Mr Dickey told the jury it wasn't "sex play" or "restricted breath games"; telling the jury the photographs were powerful and inescapable evidence.
"This is holding a person's neck and throat and wrapping your hand or hands around it, however you did it, for an extended period of time - feeling their struggle - and she must have struggled for her life, and going limp and going into unconsciousness, and you carry on."
"That, ladies and gentlemen, is murder."
Phone never recovered
The defendant told police he and Ms Millane took intimate photographs of one another during sex - seven explicit photographs of the young woman were found on his device, but the police never recovered Ms Millane's phone.
CCTV cameras filmed the defendant dumping items in a bin in Albert Park shortly after Ms Millane died.

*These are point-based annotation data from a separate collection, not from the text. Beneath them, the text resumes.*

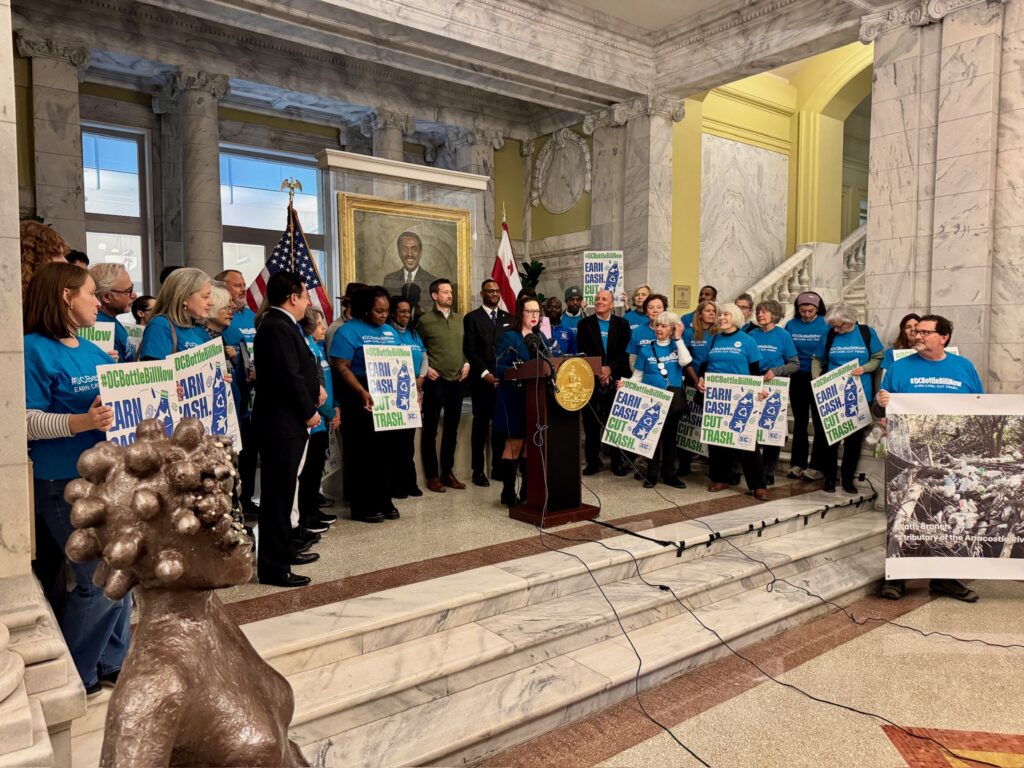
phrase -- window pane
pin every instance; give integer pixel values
(246, 258)
(123, 249)
(111, 174)
(251, 197)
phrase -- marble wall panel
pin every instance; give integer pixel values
(742, 214)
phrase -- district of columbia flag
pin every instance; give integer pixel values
(292, 253)
(506, 272)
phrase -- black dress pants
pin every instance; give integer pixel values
(440, 396)
(279, 475)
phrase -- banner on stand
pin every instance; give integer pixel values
(954, 478)
(638, 414)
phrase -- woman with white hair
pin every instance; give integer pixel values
(732, 351)
(184, 300)
(847, 340)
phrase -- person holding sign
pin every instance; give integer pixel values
(931, 371)
(116, 293)
(371, 501)
(522, 343)
(184, 300)
(660, 365)
(65, 418)
(778, 357)
(847, 340)
(732, 351)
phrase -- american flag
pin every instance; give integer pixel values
(292, 246)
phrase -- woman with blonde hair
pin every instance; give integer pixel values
(184, 300)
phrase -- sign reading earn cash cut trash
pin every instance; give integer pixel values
(200, 373)
(841, 402)
(637, 417)
(392, 385)
(137, 391)
(602, 270)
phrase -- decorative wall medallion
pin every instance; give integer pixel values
(562, 172)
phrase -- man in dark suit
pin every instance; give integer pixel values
(483, 327)
(284, 412)
(606, 336)
(410, 251)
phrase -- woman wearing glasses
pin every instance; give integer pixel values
(515, 347)
(660, 364)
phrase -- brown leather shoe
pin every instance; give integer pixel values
(452, 482)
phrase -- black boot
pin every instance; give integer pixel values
(508, 482)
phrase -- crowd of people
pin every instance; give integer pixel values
(295, 381)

Detective Inspector Scott Beard said three days had passed before police traced the bin contents to a tip in East Tamaki.

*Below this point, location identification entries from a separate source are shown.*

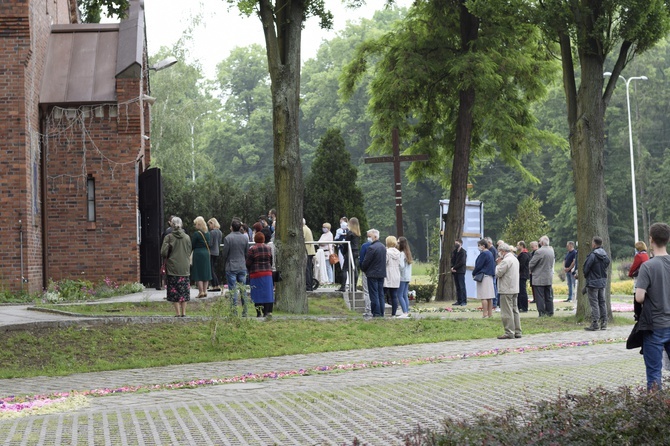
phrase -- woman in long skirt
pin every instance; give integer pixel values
(259, 265)
(485, 265)
(176, 250)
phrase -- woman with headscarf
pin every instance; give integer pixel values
(327, 249)
(641, 256)
(202, 270)
(215, 237)
(353, 236)
(176, 250)
(259, 266)
(392, 280)
(486, 266)
(405, 274)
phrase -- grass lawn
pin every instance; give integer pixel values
(63, 351)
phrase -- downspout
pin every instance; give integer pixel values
(43, 187)
(23, 277)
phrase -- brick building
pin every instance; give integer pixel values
(74, 147)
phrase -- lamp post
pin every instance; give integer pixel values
(427, 240)
(632, 159)
(193, 142)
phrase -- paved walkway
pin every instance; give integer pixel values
(375, 405)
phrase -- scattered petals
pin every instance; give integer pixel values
(64, 400)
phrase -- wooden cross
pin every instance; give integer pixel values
(396, 159)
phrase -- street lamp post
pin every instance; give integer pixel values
(632, 159)
(427, 240)
(193, 142)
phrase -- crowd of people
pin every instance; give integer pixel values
(502, 273)
(245, 253)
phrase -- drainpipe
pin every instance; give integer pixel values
(23, 277)
(43, 209)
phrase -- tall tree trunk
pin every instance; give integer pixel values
(453, 227)
(283, 49)
(587, 138)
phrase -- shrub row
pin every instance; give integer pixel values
(424, 293)
(599, 417)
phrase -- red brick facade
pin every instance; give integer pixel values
(47, 154)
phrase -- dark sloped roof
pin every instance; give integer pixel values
(80, 66)
(84, 60)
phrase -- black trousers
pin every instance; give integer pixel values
(544, 299)
(263, 309)
(309, 274)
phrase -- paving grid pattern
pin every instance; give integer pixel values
(373, 405)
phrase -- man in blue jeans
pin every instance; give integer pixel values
(652, 291)
(459, 258)
(234, 254)
(595, 275)
(374, 267)
(569, 269)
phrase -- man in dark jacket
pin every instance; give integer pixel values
(374, 267)
(595, 274)
(234, 258)
(524, 273)
(459, 258)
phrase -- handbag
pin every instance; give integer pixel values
(635, 338)
(333, 258)
(276, 276)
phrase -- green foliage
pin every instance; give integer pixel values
(51, 351)
(528, 224)
(91, 10)
(330, 188)
(224, 318)
(420, 63)
(593, 418)
(240, 145)
(424, 293)
(9, 296)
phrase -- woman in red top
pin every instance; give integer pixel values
(259, 265)
(639, 259)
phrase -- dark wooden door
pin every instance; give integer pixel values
(151, 221)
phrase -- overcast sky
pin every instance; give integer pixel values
(222, 30)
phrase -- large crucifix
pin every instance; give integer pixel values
(396, 159)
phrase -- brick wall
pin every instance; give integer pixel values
(78, 142)
(102, 143)
(24, 31)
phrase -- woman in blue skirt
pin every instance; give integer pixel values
(259, 266)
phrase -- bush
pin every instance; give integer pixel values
(423, 292)
(625, 287)
(623, 269)
(69, 290)
(600, 417)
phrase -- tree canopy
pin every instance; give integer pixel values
(457, 78)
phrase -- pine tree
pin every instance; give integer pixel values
(331, 191)
(528, 224)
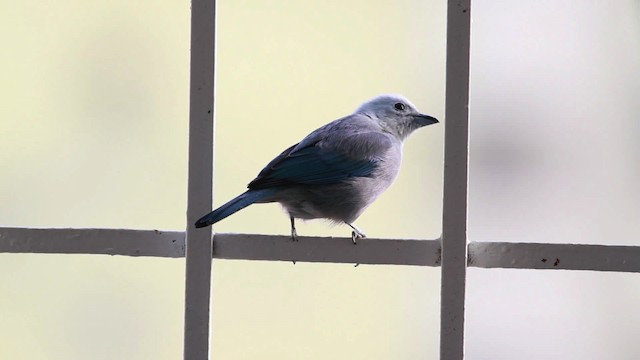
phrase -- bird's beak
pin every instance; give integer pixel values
(424, 120)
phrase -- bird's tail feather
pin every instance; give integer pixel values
(238, 203)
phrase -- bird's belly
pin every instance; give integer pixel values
(343, 202)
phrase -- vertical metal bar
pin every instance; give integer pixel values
(198, 250)
(454, 222)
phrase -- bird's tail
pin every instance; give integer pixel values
(238, 203)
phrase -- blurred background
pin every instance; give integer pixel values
(94, 117)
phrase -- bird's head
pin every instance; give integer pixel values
(395, 114)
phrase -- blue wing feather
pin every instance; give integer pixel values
(314, 164)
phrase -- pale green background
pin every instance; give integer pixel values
(94, 124)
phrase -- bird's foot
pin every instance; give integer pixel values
(355, 235)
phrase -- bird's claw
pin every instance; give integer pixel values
(355, 236)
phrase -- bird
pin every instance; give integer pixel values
(336, 171)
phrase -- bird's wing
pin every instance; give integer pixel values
(325, 161)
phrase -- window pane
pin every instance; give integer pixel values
(283, 70)
(554, 122)
(90, 307)
(94, 114)
(299, 66)
(278, 310)
(551, 315)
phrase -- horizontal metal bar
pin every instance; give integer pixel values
(327, 249)
(554, 256)
(320, 249)
(226, 246)
(93, 241)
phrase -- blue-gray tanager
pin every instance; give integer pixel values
(337, 171)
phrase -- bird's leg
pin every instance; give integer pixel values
(356, 234)
(294, 233)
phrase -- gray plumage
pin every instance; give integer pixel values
(338, 170)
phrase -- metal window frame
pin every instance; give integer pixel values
(453, 252)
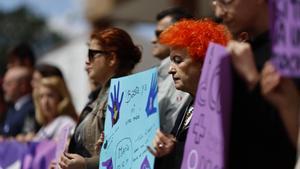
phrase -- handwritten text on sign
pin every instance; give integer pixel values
(132, 119)
(207, 138)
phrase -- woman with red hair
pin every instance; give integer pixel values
(188, 40)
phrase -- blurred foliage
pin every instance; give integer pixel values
(22, 25)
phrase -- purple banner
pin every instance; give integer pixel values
(32, 155)
(207, 140)
(61, 143)
(285, 33)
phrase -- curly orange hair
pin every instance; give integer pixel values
(195, 35)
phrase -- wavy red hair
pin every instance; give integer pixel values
(195, 35)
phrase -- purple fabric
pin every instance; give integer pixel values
(33, 155)
(10, 152)
(207, 140)
(285, 34)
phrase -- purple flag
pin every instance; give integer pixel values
(285, 33)
(11, 152)
(44, 154)
(61, 144)
(207, 140)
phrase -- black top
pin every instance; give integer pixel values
(258, 138)
(180, 130)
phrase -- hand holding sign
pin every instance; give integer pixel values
(243, 61)
(163, 143)
(150, 109)
(116, 105)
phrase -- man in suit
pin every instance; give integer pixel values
(20, 117)
(171, 101)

By then, the items were buried under almost 10 metres of soil and searching the 70m by 100m area, would have been too resource-intensive, Mr Beard said.
Mr Dickey walked the jury through a number of internet searches on the man's phone starting with 'Waitākere Ranges' and 'hottest fire' around 1.30am on 1 December.
He reminded the jury the man also watched pornography before a break in activity which resumed in the early morning with more searches, including "time in London" and "are there flesh eating birds in New Zealand".
The jury heard Ms Millane's body was carried out of the hotel about 9.30pm on 2 December, after the man met another woman on a Tinder date in Ponsonby.
The man does not dispute burying the suitcase in a shallow grave in the Waitākere Ranges on 3 December.
Mr Dickey said it required a lack of dignity to contort the young woman's body in the suitcase and put it in the boot of a rental car for the night.
"He tried to say he was affected by the death of Grace Millane but he wasn't affected by the death of Grace Millane - and if he was then show us the evidence," he said.
Mr Dickey said the man's actions were "calm, cold and in control" - far from the defence's proposition that the man was panicking.
"That is not fun sex with a bit of touchy, strangling stuff gone wrong; we are a very, very long way from that."
The prosecutor said the man had lied over and over again, spinning an elaborate web of fiction, because if he told the truth he would be admitting murder.
"He's still trying to avoid admitting he's caused her death. He knows what he did and he cannot speak that truth to the police."
Mr Dickey told the jury they had also heard a "chilling account" of a woman who claimed the man suffocated her during oral sex.
She told the court she feared for her life, thinking of her friends and family, as she struggled and then feigned unconciousness in an attempt to communicate to the man that she could not breathe.
When the man finally got off her he turned and asked in an accusing tone if she thought he had done it on purpose, she said.
Mr Dickey said the man had repeatedly told the woman she didn't like him, that he should kill himself and then faked cancer as yet another part of his "ludicrous fantasy".
"He has an interest in complete domination. This is a sexual interest; it's power and it's control. It's that risk of women's lives and it is terrifying and he knew what he was doing with this woman and he carried on.
"It's a very similar situation, you might think, that has probably occurred to Grace Millane, albeit a different mechanism. He didn't have his hands around [this woman's] throat but he was suffocating her nonetheless."
Mr Dickey said the woman had fought for her life and survived, while Ms Millane - also restrained - had not.
The accused man's lead defence lawyer, Ian Brookie, will close the defence's case this afternoon before Justice Moore sums up tomorrow morning.